Medical Package Printing: Thermal-Transfer Systems Challenge Flexographic Printers
The need to include more variable information on medical packages is driving some device packagers to consider thermal-transfer printing. Can flexography survive?
by Daphne Allen, Editor
Flexographic printing is by far the most widely used printing method for flexible medical packaging. But thermal-transfer printing may soon start chipping away at its market share. As more and more device companies become global marketers, the number of languages and internationally understood symbols that need to be printed on packages increases. And, to comply with European market regulations, packages must bear lot codes and expiration dates. Suddenly, the use of flexographic printing plates that need to be updated from run to run is not so economical.
To cope with these demands, a few medical device companies have turned to thermal-transfer printing. Easily programmable, thermal-transfer systems are not bound by the limits of a printing plate and can instead output variable information directly from a database.
Constant data on packages from Kendall Healthcare, formerly Graphic Controls, is printed in purple by a flexographic printer. A thermal-transfer printer produces the variable data in black.
Not all flexographic printer makers and users are abandoning the several-hundred-year-old technology, though. New inks and plate materials still make flexography an appealing option, and smaller systems help device makers afford the technology for smaller volumes. Converters still use the technology widely, because they are often employed by their clients to print constant information and provide preprinted packaging materials. So, instead of one technology dominating the other, what may emerge in the in-house medical printing market is a partnership between flexography and thermal-transfer printing.
PITTING FLEXOGRAPHY AGAINST THERMAL TRANSFER
According to the Flexographic Technical Association (Ronkonkoma, NY), 70% of the films in the $18-billion flexible film industry are printed on using flexography. "It is the most common method when it comes to medical printing," says Carl Marotta, president of Tolas Health Care Packaging (Feasterville, PA), a converter of medical packaging films, the bulk of whose printing is done using flexography. "It is versatile and inexpensive to operate." Another converter, Perfecseal (Philadelphia), uses flexography exclusively. "It is more suitable than thermal-transfer printing for printing on foil, films, and Tyvek brand spunbonded olefin," says Perfecseal's printing operations manager Ron Fortunato.
Wazir Nobbee, senior research engineer at DuPont Tyvek (Richmond, VA), adds that the technology produces good print quality at high speeds—often hundreds of feet per minute. "It is very economical for large volumes. You can print a whole roll of material without stopping, whereas other methods are stop and go." Nobbee's colleague at DuPont, Stasys Rudys, even finds flexography to be more efficient than thermal-transfer printing. "You can print on much wider webs and at much faster speeds.

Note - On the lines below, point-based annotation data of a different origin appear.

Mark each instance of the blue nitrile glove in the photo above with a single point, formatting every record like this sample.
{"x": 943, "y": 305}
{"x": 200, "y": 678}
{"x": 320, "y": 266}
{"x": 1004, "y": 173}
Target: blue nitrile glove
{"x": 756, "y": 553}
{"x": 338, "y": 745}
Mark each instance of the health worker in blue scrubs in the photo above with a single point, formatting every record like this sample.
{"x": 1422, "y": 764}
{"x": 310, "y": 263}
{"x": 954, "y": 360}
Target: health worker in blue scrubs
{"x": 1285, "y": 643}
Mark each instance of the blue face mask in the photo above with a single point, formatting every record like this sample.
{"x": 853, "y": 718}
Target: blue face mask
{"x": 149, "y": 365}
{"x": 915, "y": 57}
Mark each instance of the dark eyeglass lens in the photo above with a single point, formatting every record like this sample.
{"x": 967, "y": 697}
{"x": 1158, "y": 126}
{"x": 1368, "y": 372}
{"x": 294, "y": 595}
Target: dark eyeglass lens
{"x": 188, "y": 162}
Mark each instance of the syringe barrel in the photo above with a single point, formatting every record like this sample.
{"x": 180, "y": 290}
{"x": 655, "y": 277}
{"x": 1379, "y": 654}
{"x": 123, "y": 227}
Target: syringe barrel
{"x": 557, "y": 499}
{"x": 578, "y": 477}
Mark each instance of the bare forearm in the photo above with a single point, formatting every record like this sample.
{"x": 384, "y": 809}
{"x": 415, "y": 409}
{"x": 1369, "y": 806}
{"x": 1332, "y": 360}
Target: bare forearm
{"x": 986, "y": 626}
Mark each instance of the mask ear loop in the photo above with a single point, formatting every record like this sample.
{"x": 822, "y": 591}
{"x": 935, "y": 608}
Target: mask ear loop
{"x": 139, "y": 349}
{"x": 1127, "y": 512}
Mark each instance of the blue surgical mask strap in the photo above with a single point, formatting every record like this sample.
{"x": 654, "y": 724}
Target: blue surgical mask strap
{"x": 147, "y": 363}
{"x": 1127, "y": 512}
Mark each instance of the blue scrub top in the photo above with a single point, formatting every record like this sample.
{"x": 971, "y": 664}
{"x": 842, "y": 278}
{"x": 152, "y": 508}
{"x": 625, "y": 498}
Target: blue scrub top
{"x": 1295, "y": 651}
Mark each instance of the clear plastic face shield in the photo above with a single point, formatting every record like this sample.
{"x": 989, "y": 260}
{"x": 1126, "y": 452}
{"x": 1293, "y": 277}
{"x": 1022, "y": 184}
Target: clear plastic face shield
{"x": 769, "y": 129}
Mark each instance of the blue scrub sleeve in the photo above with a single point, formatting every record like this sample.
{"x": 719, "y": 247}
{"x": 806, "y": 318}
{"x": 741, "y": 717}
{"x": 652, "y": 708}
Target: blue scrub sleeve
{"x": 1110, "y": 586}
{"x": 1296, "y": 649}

And it is better for producing fine lines and logos."
As fast, economical, and capable as it is, flexography cannot compare to thermal-transfer printing when it comes to changing the content of the printed text. When text or codes need updating during flexographic printing, users must change printing plates—sometimes even make new ones, which can cost up to $500 each. But when operators want to change text or expiration dates using a thermal-transfer system, all they need to do is make a keystroke change and send it to the printer. "When you are required to change plates frequently, it becomes justifiable to make the switch," says Tom Pugh, vice president of sales and marketing at Bell-Mark (Pine Brook, NJ).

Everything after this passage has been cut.